Luke: „Was werde ich dort finden?“ – Yoda: „Nur, was Du mit Dir nimmst…“
Luke: „Was werde ich dort finden?“ – Yoda: „Nur, was Du mit Dir nimmst…“
Auf ihrem Blog 28years.de schreibt Psychologin Alina über (erwachsene) Kinder suchtkranker Eltern. Für Charakterneurosen nimmt sie die Gallaghers aus der Kultserie Shameless unter die Lupe.
Die US-amerikanische Fernsehserie Shameless zeigt auf eindringliche Weise die zerstörerischen Auswirkungen von Frank Gallaghers Alkoholabhängigkeit. Diese betrifft nicht nur ihn selbst, sondern prägt auch das Leben seiner gesamten Familie.
Jedes Geschwisterkind entwickelt spezifische Bewältigungsstrategien. Einige davon spiegeln typische Verhaltensweisen wider, die oftmals in der Literatur und Forschung über Kinder aus alkoholkranken Familien beschrieben werden.
Fiona Gallagher ist die älteste Tochter des Gallagher-Clans. Als ihre Mutter Monica die Familie verlässt, als Fiona 16 Jahre alt ist, sieht sie sich gezwungen, die Hauptverantwortung für ihr Zuhause zu übernehmen.
Sie kümmert sich um ihre fünf jüngeren Geschwister und versucht, den durch Franks Alkoholabhängigkeit verursachten Zusammenbruch der Familie abzufedern.
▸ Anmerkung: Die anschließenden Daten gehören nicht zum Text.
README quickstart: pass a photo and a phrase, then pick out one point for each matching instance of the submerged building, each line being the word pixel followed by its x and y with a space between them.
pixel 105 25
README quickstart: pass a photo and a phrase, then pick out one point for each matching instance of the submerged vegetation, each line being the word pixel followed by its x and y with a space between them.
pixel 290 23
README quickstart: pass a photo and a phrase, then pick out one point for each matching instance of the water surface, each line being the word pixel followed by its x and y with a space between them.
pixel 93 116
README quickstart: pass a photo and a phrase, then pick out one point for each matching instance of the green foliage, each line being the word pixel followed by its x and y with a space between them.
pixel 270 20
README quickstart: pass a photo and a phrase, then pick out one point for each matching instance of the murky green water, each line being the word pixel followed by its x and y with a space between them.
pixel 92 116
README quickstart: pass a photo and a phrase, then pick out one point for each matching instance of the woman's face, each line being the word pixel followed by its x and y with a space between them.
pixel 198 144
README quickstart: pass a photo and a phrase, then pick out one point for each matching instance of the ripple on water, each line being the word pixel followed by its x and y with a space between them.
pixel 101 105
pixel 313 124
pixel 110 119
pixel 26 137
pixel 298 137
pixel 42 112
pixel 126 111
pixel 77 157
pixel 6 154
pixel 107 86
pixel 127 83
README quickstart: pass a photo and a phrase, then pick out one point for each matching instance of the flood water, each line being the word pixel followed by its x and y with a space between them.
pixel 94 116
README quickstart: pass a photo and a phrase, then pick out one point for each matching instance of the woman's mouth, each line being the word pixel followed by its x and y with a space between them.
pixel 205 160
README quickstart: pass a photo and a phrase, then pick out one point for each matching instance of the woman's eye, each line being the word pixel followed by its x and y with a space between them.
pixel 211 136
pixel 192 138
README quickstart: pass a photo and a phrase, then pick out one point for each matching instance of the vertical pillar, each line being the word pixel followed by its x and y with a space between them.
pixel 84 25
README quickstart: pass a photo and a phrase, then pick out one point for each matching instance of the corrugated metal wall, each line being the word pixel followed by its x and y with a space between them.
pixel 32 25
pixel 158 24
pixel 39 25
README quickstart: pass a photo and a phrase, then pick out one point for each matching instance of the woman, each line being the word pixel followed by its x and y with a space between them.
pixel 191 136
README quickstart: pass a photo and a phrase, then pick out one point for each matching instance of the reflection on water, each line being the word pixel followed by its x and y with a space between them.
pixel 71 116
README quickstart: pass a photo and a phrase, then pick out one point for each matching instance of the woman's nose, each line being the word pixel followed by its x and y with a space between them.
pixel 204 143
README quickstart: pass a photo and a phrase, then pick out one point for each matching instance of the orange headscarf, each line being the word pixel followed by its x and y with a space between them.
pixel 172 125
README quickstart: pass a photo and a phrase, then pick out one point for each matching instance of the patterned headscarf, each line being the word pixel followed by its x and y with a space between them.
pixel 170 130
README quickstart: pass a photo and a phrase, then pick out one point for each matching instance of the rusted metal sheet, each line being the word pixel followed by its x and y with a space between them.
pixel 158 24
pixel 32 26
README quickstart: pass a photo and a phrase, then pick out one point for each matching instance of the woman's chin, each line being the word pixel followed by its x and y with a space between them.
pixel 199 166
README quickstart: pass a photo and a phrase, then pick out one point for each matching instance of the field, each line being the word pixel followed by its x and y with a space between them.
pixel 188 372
Fiona wird zur Ersatzmutter, Versorgerin und zentralen Stütze ihrer Geschwister – eine Rolle, die sie mit bemerkenswerter Entschlossenheit ausfüllt, auch wenn dies bedeutet, ihre eigenen Bedürfnisse und Träume zu opfern.
Ihre Geschwister, und sogar Frank selbst, wenden sich immer wieder an Fiona, wenn sie in Schwierigkeiten stecken. Um die finanziellen Lücken zu schließen, die Franks Untätigkeit und Verantwortungslosigkeit hinterlassen, nimmt Fiona die verschiedensten, oft erniedrigenden Jobs an. Sie übernimmt nicht nur die Haushaltsführung, sondern wird auch zur moralischen und emotionalen Stütze ihrer Familie.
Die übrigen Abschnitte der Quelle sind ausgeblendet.